Nişantaşı’nda Didar Bademci Psikolojik Danışmanlık Merkezi kurucusuyum. Mesleki yolculuğumda en büyük motivasyonum, insanların yaşadıkları zorlukların ardındaki içsel gücü fark etmelerine ve hayatlarını yeniden inşa edebilmelerine eşlik etmek oldu. Bireysel, çift, aile ve çocuk-ergen danışmanlığının yanı sıra psikolojik test ve değerlendirme hizmetleri de sunuyorum. Akademik alandaki üretimlerimi sosyal medya üzerinden daha geniş kitlelerle buluşturmaya özen gösteriyorum. Burada hem bilimsel bilgiyi hem de günlük yaşamdan ipuçlarını harmanlayarak insanların kendilerini daha iyi tanımalarına katkı sağlıyorum. Psikolojiye olan ilgim kadar hayatımın bir diğer vazgeçilmezi ise atlar… Binicilik, bana hem özgürlüğü hem de sabrı öğreten güçlü bir yol arkadaşı oldu. Bu yönüm mesleki bakış açıma da yansıyor; doğayla, hayvanlarla ve insanlarla kurulan bağların ruh sağlığı üzerindeki iyileştirici etkisine inanıyorum.

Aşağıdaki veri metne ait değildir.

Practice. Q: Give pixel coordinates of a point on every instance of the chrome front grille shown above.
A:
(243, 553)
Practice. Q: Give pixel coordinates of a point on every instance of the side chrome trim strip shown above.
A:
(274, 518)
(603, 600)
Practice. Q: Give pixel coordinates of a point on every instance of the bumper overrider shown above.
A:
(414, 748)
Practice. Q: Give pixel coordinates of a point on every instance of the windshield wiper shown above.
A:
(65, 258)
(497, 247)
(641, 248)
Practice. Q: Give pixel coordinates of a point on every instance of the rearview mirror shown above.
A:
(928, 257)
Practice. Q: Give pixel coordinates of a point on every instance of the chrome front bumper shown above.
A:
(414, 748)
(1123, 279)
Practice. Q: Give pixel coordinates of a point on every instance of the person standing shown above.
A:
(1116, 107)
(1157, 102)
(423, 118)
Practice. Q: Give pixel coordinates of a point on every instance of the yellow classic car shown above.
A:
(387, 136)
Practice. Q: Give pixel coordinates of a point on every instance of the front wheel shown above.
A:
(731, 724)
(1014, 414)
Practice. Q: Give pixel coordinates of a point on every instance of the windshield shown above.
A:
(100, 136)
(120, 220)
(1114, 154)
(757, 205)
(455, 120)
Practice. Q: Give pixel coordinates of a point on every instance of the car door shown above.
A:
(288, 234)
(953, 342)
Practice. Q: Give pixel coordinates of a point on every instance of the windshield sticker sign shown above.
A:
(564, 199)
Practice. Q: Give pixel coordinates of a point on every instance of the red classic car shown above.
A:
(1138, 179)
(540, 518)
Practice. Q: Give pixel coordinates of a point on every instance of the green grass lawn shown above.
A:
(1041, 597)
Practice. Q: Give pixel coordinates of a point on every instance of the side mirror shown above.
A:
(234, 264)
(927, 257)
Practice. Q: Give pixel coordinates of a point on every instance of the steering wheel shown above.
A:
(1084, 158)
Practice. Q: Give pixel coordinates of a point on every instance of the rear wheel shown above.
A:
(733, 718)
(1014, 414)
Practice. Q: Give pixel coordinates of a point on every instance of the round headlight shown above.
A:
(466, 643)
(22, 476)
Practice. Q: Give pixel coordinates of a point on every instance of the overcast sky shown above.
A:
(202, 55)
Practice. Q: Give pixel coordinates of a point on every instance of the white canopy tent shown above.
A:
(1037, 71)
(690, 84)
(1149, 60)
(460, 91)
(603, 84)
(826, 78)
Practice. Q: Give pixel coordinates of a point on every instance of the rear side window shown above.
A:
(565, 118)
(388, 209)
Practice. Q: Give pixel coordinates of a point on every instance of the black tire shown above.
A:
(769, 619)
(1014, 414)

“YOĞUN İŞ TEMPOSU, DİJİTALLEŞMENİN GETİRDİĞİ SÜREKLİ ERİŞİLEBİLİRLİK HALİ VE ZAMAN BASKISI AİLE BİREYLERİNİN BİRLİKTE GEÇİRDİĞİ SÜREYİ AZALTIYOR”
Özellikle modern hayatın temposu aile ilişkilerini nasıl etkiliyor?
Modern hayatın hızlı temposu, aile ilişkilerinde hem yakınlığı hem de uzaklığı aynı anda besleyen bir etkiye sahip. Bir yandan yoğun iş temposu, dijitalleşmenin getirdiği sürekli erişilebilirlik hali ve zaman baskısı aile bireylerinin birlikte geçirdiği süreyi azaltıyor; Eskiden ortak sofralarda paylaşılan sohbetler, bugün çoğu zaman telefon ekranlarına sıkışıyor. Bu da aile ilişkilerinde duygusal mesafenin, yalnızlığın ve görünmez çatışmaların artmasına yol açıyor. Mesele modern hayatın hızı değil, bizim bu hızın içinde ‘yavaşlama cesaretini’ gösterip gösteremediğimizdir. Çünkü aile, bireyin hayatındaki en güçlü regülasyon kaynağıdır; bizi hem duygusal olarak besleyen hem de yaşamın kaosunda güvenli bir liman sunan en temel bağdır.”
“GÜNÜMÜZÜN EN GÖRÜNMEZ, AMA EN YIKICI HATASI: EKRAN BAĞIMLILIĞI”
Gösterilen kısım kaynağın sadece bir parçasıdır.